Evaluation of the Alkaloids as Inhibitors of Human Acetylcholinesterase by Molecular Docking and ADME Prediction.

Abstract

Background/aim: Alzheimer's disease is a complex, incurable to date, multifactorial disease, which suggests the need for continued development of pharmacotherapy.

Materials and methods: A comprehensive literature search was conducted to identify known ligands with anticholinesterase activity, resulting in the discovery of over 100 alkaloids that are also available in the PubChem database. Subsequently, the ligands underwent molecular docking to evaluate their affinity for the target enzyme. The ligands with the greatest affinity were selected for ligand-based virtual screening.

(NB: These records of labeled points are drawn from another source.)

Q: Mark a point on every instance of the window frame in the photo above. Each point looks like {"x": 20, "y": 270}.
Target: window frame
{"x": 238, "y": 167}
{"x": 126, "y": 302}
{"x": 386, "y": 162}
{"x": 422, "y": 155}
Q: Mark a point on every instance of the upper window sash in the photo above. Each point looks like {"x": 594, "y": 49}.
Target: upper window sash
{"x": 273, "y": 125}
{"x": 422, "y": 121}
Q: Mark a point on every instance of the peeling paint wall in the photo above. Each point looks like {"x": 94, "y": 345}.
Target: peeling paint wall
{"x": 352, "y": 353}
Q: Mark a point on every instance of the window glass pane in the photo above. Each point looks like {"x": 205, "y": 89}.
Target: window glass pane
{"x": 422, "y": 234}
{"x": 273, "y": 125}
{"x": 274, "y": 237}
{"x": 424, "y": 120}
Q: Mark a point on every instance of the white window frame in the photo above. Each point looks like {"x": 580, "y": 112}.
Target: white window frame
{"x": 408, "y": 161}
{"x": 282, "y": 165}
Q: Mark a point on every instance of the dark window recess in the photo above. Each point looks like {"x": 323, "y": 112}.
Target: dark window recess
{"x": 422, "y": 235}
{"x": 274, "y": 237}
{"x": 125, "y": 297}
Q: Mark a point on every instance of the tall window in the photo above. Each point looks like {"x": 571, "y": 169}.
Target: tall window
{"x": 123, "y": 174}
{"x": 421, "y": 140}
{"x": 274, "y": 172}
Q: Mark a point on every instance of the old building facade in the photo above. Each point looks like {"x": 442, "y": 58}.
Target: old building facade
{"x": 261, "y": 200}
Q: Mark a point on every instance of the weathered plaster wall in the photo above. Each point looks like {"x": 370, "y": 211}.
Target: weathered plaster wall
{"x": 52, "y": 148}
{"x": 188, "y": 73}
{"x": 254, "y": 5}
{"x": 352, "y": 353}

Results: Three potential compounds were identified for further investigation: ZINC000055042508, ZINC000096316348, and ZINC000067 446933. Computational models of absorption, distribution, metabolism, and excretion (ADME) properties prediction using SwissADME suggested that ZINC000055042508 and ZINC000067446933 can permeate the blood-brain barrier and exhibit non-substrate behavior with respect to P-glycoprotein. In contrast, the ProTox-III prediction indicated the potential for all three compounds to penetrate the blood-brain barrier.

Conclusion: These alkaloid derivatives warrant further investigation as potential acetylcholinesterase inhibitors for the treatment of Alzheimer's disease.